I am on DC3 now and it honestly will start to get better. I know sometimes I found it hard to come to terms with the way my life had changed, I felt trapped, I couldn't see any end to it. Nothing can prepare you for the utter bone-wrenching tiredness that you go through when babies have difficulty settling.

I even felt like "what's the bloody point of going to bed when I'm just going to be awake all night???"

All this sound familiar??

If you can possibly afford it get a night nurse. Even if it's just one or two nights a week it's someone to help, try to settle her between feeds and enable both of you to get a few hours sleep.
Swaddling really helped my DCs. I used a dummy during the day to try to get some break between feeds, take up any and all offers of help!

We all feel your pain, just take it one day at a time. x

cakefaced · 09/04/2010 22:19

Its awful isn't it. By 8 weeks, I could happily have handed her over to social services in exchange for a good nights sleep. Its why the US military use sleep deprivation as a form of torture.

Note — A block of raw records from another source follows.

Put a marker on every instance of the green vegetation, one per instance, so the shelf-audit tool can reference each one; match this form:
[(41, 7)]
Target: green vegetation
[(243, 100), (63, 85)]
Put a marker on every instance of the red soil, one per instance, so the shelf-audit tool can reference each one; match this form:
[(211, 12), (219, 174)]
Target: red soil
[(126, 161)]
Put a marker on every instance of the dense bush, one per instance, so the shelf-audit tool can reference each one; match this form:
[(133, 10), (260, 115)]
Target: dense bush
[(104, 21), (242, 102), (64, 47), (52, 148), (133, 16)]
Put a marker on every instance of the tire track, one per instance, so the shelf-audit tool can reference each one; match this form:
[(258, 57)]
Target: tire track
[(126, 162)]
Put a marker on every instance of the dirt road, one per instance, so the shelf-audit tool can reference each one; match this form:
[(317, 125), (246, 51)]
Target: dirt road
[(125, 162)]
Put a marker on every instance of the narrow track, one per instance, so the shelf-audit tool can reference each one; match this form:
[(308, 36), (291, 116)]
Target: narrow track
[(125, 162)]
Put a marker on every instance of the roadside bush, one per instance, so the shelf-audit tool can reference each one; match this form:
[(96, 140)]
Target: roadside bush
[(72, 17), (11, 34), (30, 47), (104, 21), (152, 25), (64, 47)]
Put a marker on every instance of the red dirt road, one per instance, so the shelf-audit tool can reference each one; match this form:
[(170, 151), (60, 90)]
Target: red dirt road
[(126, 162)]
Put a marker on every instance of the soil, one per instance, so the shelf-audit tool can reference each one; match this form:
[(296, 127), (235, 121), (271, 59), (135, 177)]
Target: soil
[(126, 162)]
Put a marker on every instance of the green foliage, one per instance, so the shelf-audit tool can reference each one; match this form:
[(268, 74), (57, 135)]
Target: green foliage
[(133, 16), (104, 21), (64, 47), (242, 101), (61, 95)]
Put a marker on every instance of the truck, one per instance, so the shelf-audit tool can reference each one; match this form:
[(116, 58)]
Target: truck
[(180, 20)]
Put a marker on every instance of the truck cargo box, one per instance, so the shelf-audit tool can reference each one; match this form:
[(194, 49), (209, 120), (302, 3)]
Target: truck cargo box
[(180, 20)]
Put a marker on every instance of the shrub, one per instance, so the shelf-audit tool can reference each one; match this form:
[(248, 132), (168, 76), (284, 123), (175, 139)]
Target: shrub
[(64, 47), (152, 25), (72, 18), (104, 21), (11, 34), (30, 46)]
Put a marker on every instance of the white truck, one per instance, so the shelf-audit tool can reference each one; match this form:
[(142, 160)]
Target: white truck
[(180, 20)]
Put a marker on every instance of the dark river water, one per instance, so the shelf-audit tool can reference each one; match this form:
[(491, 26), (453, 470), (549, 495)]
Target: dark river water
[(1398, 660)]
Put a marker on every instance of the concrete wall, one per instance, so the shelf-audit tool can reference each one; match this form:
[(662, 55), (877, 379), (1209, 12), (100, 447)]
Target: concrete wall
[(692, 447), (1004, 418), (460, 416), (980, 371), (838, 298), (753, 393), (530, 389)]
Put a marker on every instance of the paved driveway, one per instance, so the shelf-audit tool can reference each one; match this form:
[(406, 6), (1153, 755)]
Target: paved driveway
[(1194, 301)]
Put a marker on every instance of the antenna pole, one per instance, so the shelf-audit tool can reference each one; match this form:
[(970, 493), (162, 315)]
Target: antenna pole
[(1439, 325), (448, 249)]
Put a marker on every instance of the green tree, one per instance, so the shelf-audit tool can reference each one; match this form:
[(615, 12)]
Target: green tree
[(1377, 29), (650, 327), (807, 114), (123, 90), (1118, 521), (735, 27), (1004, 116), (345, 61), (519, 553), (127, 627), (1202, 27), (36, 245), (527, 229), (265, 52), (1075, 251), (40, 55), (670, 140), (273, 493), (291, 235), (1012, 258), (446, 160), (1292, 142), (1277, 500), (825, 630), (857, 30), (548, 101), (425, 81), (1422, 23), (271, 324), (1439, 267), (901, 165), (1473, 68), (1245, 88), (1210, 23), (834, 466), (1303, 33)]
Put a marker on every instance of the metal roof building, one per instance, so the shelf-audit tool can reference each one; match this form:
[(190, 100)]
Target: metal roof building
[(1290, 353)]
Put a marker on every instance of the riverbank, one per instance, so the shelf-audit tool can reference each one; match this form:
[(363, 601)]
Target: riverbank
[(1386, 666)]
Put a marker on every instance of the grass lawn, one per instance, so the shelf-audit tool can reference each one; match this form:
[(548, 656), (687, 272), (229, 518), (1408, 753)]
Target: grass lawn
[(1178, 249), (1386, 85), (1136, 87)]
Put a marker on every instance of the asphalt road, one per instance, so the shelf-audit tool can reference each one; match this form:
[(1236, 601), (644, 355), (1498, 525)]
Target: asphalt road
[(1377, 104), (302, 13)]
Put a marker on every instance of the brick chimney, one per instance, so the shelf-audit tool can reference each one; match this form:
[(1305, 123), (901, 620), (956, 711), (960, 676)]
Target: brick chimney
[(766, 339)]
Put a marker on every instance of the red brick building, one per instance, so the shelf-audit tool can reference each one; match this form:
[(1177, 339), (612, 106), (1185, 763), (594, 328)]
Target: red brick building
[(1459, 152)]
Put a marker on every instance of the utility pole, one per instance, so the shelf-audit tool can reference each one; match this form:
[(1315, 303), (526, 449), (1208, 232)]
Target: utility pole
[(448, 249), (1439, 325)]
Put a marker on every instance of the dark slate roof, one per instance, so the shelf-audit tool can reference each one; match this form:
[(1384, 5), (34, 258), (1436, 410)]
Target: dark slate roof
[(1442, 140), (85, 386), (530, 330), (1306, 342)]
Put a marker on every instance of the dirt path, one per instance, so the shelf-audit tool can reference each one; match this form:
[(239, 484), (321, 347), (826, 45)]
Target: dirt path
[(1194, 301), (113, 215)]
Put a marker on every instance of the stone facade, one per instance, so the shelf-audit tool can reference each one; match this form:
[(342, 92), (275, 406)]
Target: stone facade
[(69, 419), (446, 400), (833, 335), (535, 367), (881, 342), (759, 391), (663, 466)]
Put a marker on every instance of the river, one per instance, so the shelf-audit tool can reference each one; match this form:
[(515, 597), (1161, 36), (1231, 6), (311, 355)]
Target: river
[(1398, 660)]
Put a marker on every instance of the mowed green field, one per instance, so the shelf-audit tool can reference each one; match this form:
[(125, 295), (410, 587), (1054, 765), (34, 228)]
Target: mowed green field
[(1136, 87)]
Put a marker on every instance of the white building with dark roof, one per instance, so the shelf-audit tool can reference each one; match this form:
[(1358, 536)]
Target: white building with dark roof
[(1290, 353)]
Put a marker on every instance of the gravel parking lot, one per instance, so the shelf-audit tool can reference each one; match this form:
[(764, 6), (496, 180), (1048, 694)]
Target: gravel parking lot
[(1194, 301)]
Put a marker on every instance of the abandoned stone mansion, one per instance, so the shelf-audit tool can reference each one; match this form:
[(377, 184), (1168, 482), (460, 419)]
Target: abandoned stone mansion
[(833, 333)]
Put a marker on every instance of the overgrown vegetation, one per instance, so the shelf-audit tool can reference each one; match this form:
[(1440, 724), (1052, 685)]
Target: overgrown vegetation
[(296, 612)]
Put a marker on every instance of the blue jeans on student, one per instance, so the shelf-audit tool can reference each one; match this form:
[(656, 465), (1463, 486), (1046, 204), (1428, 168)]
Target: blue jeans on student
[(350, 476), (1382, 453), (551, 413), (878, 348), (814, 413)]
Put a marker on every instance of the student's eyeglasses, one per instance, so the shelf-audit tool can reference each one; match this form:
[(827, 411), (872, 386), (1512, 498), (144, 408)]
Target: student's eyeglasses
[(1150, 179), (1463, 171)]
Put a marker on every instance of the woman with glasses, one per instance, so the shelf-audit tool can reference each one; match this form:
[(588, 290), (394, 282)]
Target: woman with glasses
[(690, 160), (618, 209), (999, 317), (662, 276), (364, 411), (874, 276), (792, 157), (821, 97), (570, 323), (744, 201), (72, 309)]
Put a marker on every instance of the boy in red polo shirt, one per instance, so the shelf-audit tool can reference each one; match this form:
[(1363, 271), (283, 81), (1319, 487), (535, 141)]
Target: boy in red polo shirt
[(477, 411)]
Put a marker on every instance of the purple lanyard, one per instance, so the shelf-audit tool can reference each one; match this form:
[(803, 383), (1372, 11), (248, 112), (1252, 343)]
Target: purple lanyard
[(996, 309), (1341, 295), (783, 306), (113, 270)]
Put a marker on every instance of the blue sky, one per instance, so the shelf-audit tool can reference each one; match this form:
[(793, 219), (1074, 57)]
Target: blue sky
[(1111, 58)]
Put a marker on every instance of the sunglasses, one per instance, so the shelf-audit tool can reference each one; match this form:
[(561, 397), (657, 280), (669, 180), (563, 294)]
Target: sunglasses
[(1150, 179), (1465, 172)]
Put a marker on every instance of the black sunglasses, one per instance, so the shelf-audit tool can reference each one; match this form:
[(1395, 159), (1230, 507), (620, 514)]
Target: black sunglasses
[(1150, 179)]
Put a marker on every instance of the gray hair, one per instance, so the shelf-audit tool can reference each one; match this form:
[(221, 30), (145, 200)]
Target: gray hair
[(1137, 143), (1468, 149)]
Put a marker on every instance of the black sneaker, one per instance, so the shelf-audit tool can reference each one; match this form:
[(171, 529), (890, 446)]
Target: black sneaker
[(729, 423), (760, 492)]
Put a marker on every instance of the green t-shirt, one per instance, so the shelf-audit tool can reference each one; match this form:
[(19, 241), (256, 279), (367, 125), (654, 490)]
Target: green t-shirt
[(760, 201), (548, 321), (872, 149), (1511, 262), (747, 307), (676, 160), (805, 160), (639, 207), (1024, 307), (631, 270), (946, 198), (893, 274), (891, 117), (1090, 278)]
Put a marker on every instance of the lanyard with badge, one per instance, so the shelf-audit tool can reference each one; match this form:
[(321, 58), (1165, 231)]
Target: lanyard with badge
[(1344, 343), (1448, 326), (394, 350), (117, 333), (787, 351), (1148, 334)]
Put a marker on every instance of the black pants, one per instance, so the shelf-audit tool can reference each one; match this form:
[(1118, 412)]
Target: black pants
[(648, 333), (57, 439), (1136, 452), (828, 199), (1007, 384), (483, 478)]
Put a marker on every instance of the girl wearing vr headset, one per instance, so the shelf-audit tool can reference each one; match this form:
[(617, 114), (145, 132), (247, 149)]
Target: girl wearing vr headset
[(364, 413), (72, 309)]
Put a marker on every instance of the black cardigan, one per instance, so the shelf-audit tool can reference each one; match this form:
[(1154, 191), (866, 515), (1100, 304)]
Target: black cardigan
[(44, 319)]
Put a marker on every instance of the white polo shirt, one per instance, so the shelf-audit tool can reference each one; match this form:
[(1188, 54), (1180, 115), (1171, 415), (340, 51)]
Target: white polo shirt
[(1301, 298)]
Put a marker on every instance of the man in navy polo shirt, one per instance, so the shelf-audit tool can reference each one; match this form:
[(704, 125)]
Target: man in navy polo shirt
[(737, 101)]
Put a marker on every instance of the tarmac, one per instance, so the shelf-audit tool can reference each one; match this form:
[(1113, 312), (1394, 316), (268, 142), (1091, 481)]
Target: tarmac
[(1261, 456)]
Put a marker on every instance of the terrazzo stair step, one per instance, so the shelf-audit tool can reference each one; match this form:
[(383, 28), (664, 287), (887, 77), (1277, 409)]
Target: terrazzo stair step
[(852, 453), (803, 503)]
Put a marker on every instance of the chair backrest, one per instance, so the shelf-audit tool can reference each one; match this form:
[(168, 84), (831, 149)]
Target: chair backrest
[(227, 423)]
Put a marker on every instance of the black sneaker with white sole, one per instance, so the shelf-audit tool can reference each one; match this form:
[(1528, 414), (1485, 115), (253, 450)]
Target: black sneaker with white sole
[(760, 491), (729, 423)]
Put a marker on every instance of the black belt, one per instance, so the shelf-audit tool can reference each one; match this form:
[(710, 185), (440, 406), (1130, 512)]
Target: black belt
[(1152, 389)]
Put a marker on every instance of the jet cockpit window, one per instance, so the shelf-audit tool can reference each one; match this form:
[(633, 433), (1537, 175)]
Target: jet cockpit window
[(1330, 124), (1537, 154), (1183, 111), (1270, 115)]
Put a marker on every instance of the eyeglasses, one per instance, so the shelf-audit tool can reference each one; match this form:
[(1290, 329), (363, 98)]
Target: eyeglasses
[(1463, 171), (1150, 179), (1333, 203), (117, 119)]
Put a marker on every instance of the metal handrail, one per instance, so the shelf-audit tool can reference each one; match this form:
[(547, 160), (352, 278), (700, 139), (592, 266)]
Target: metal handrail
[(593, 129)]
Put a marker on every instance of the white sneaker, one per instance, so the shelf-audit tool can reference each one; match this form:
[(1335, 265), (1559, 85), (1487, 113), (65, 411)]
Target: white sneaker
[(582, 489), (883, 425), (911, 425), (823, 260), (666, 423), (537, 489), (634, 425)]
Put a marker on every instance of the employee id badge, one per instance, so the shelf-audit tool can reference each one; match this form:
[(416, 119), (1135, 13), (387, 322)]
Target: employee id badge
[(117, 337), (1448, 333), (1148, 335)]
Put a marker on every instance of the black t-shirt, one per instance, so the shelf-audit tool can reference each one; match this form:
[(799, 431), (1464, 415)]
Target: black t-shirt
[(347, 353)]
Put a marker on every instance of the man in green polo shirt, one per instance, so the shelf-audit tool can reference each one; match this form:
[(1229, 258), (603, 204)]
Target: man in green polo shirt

It does get better. Hang in there. Use any offers of help, and if you need to see your health visitor or GP, because its a really easy time to get depressed.

kalo12 · 09/04/2010 22:23

its utterly normal, my ds was the worst sleeper in the world, i was exhausted all the time, my dh worked 16 hours a day every day/night. i was on my own. but you do get through it. get yourself plenty of easy meals, don't try to do too much, go to bed at 7 o clock.
we are still co sleeping a 2 years, he still doesn't sleep through, but you get used to it, honestly.. i remember just wandering around the streets crying at that stage.